Amnesty International is appealing for a review of the case against the four defence lawyers, and the heavy prison sentences imposed on them, when they were reportedly peacefully carrying out their professional functions.
Somaliland declared unilateral independence from the former Somali Republic when Somalia collapsed into civil wars in 1991 after the overthrow of the Siad Barre government, which had committed massive human rights violations, including war crimes, in this north-western part of the country.
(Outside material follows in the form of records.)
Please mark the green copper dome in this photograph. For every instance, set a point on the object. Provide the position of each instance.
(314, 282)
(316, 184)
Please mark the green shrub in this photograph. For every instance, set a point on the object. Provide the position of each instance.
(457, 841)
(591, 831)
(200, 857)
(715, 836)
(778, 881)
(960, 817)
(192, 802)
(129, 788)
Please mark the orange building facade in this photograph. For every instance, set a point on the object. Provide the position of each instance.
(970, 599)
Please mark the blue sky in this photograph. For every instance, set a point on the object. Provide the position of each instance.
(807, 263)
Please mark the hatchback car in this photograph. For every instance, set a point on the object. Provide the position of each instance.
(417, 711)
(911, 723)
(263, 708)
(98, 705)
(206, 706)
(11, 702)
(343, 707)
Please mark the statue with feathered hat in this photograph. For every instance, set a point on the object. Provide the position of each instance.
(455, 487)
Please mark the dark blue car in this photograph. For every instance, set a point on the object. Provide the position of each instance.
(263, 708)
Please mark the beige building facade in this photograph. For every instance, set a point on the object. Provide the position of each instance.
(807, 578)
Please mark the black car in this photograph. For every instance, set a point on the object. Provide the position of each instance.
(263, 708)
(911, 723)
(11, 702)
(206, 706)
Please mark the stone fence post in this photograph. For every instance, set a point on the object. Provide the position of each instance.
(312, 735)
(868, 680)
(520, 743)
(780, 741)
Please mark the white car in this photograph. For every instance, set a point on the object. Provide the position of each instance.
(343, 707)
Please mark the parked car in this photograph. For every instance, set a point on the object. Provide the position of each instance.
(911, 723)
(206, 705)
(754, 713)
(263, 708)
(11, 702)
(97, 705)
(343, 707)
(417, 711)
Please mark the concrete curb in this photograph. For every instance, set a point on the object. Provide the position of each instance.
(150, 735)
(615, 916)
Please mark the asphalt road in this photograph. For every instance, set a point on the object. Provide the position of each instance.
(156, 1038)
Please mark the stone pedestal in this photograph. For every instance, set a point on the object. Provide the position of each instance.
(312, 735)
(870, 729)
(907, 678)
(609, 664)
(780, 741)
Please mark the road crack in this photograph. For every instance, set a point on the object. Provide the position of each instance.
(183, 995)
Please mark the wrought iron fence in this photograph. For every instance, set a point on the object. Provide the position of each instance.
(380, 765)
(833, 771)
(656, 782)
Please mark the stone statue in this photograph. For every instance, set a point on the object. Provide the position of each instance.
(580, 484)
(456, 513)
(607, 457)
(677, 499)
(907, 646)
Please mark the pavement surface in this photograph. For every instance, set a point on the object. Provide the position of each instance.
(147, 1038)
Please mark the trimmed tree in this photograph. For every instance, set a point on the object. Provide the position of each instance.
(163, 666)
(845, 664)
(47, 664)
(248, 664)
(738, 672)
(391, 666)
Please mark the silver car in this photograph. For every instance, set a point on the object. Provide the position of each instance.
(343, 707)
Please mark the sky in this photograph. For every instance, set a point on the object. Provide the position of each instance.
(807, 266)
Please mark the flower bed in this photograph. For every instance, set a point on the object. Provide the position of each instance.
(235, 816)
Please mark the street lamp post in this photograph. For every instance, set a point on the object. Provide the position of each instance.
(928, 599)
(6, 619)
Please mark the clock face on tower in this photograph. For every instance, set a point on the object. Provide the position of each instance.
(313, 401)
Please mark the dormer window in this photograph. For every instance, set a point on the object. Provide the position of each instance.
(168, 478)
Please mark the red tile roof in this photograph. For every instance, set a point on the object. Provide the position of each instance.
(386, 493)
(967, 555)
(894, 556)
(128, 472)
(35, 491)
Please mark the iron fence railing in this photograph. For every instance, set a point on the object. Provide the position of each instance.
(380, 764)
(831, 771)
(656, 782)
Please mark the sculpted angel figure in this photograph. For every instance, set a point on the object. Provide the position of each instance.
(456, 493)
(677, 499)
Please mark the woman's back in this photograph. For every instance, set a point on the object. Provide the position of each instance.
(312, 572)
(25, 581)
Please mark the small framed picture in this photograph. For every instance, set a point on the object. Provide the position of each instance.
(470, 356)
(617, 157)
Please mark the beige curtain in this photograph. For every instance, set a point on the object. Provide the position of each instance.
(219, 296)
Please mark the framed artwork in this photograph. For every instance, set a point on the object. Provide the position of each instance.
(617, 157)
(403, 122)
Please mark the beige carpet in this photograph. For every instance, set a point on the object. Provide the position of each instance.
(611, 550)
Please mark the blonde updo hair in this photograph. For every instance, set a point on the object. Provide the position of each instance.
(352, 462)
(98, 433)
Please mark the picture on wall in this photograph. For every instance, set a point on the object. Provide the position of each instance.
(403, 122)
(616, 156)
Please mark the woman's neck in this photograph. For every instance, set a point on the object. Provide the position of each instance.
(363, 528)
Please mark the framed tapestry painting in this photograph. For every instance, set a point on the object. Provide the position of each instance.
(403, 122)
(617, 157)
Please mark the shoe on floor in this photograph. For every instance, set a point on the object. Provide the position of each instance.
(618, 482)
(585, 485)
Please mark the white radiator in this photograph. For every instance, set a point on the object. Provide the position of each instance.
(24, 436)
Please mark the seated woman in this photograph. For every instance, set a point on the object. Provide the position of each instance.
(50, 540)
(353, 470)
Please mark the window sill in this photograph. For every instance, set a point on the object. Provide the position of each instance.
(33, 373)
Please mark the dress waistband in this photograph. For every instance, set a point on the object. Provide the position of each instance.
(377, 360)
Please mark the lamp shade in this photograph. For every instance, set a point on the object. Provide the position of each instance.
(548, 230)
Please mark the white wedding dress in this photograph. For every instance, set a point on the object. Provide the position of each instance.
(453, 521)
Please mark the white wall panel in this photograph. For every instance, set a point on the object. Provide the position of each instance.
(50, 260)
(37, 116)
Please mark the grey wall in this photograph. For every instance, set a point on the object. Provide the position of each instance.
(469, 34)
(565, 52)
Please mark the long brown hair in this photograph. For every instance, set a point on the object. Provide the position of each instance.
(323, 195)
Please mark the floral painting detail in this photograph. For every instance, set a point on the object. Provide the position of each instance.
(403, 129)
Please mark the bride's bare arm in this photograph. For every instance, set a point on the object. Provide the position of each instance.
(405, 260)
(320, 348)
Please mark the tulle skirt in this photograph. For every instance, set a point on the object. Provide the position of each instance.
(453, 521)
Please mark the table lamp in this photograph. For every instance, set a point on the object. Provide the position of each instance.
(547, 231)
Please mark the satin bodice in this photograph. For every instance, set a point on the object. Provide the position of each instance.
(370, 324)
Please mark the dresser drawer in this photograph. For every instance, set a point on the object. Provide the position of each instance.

The Somaliland Republic has not so far achieved its objective of international recognition and refused to take part in the Somalia peace talks in Kenya or the Transitional Federal Government about to be established (which includes Puntland).
Since 1991 Somaliland has been the only part of the former Somali Republic to have achieved a broad measure of peace and stability under a civilian multi-party system, although there have been cases of human rights violations.
The Somaliland authorities have been generally welcoming to the development of several active non-governmental human rights organizations. The late President Mohamed Ibrahim Egal and his cabinet of ministers signed Amnesty International’s worldwide "Get Up-Sign Up" human rights campaign commitment on the 50th anniversary of the Universal Declaration of Human Rights in 1998. The current President Dahir Riyaale Kahin also attended a reception during an Amnesty International workshop in Hargeisa in 2003 for Somali Human Rights Defenders.